Rien dans ce document embryonnaire ne laisse croire que ses rédacteurs ont déjà statué sur ces trois volets et rien, donc, ne peut laisser croire non plus que le flou des formules appartient à une stratégie délibérée pour affecter le sens, voire la raison d’être de la formation générale. Néanmoins, pareilles orientations sont si en phase avec celles que l’on retrouvait dans le rapport Demers qu’elles imposent une vigilance constante. Il serait impératif que les instances chargées de la création de ce Conseil éclaircissent ces points, plutôt que de laisser flotter l’impression que la formation générale « sera maintenue » mais qu’on se sert de cette promesse rassurante pour masquer le fait qu’elle pourrait être réduite ou amputée d’une partie de ce pourquoi elle avait été fondée à l’origine.

 

De l’assurance qualité

Nous constatons qu’une vision réductrice de l’éducation, où prévalent les notions d’adaptation, de productivité et de compétitivité, est à l’œuvre dans la conception de l’évaluation de l’enseignement collégial, toujours pensée en termes d’« assurance qualité », donc en termes quantitatifs et comptables. S’il nous semble effectivement souhaitable que la création d’un conseil des collèges contribue à l’abolition de la CEEC et inscrive sa mission d’évaluation « dans un ensemble plus vaste, intégrateur et visionnaire du développement de l’enseignement supérieur au Québec », rien n’indique dans ce document qu’on aille au-delà de « l’accroissement de la synergie en matière d’assurance qualité dans le système d’enseignement supérieur québécois », ce qui laisse craindre qu’une notion essentiellement managériale et bureaucratique de la qualité ne perdure au sein du Conseil des collèges et de la Commission mixte de l’enseignement supérieur qui veillera à l’arrimage avec les institutions universitaires.

 

D’autres enjeux pour les programmes techniques

De nombreux autres enjeux sont soulevés par ce document et ces consultations, dont le transfert aux collèges de certaines prérogatives ministérielles touchant les conditions d’admission. Concernant les programme d’études techniques et les AEC, on parle également de la possibilités que les collèges puissent ajouter de nouvelles compétences, se doter d’objectifs et de standards additionnels, et établir des modules de formation spécifiques dans leurs programmes.

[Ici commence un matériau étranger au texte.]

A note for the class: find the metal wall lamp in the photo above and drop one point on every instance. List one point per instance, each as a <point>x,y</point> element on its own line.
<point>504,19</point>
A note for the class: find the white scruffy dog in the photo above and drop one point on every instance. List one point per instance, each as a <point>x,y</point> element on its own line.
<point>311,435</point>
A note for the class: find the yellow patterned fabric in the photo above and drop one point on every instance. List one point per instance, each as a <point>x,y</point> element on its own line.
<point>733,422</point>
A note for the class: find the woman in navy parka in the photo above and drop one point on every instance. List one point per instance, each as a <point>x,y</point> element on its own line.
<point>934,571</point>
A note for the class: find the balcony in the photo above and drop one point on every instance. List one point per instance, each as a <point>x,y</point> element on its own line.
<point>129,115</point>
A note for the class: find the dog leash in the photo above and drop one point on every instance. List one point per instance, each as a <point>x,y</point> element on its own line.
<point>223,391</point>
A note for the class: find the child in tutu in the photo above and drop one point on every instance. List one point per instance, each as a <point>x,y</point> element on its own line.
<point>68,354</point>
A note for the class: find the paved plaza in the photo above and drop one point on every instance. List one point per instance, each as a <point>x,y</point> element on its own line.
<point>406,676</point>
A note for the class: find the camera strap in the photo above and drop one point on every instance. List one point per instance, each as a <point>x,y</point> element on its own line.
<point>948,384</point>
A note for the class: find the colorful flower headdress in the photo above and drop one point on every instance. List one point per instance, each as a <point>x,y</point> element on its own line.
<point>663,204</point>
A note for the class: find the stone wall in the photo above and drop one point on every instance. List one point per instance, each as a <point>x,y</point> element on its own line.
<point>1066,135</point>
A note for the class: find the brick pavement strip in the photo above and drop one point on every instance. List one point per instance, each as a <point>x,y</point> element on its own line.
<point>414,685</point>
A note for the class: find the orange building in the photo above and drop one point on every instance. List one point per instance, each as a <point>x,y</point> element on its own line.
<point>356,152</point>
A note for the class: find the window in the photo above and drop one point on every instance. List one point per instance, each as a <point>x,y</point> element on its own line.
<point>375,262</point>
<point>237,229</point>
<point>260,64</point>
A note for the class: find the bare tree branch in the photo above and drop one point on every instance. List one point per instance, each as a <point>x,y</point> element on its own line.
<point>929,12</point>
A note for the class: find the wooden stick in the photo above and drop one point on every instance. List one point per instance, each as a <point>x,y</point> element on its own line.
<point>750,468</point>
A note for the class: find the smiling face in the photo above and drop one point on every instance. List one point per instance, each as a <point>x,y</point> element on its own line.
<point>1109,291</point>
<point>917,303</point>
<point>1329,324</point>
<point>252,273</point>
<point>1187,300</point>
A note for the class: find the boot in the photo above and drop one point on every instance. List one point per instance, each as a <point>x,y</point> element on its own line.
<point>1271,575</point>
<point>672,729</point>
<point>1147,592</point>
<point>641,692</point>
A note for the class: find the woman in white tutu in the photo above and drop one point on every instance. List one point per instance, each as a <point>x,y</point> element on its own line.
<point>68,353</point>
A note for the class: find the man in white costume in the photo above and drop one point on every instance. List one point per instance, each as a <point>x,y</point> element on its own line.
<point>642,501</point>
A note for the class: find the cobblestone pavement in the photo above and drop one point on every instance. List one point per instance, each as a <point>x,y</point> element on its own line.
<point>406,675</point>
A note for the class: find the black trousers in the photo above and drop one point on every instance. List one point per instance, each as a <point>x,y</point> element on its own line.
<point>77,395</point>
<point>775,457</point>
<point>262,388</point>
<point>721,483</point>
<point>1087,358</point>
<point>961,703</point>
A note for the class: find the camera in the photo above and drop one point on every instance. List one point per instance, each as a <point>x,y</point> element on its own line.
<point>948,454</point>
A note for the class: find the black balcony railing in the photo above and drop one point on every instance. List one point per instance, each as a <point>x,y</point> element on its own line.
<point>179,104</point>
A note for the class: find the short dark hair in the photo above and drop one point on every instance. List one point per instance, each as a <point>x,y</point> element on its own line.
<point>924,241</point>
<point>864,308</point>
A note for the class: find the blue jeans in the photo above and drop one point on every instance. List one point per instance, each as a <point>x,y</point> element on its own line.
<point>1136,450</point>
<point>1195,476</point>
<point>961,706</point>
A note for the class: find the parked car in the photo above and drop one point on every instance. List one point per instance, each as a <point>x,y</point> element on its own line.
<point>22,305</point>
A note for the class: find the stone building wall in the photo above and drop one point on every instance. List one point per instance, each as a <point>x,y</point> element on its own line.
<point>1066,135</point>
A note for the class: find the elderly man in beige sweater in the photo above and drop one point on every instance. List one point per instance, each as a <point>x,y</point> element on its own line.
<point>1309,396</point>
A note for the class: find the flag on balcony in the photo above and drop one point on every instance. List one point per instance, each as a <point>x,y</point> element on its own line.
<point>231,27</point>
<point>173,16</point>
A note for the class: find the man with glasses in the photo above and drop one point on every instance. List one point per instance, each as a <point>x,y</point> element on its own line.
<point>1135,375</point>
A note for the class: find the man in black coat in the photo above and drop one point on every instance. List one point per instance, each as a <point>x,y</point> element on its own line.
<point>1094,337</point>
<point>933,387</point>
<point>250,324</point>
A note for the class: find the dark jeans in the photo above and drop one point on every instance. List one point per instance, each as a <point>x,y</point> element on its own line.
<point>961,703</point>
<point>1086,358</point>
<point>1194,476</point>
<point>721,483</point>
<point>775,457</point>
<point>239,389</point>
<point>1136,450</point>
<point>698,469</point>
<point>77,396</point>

Ces changements mettraient en péril le maintien du caractère national des diplômes et des formations dispensées dans les collèges.

 

Jean-François Bourgeault

Frédérique Bernier

Yannick Delbecque

[1] Le comité École et société est un comité syndical permanent du Syndicat des professeurs du Cégep de Saint-Laurent (SPCSL), qui a notamment le mandat de fournir des analyses qui alimentent la réflexion des membres et des instances syndicales sur les problématiques actuelles en éducation.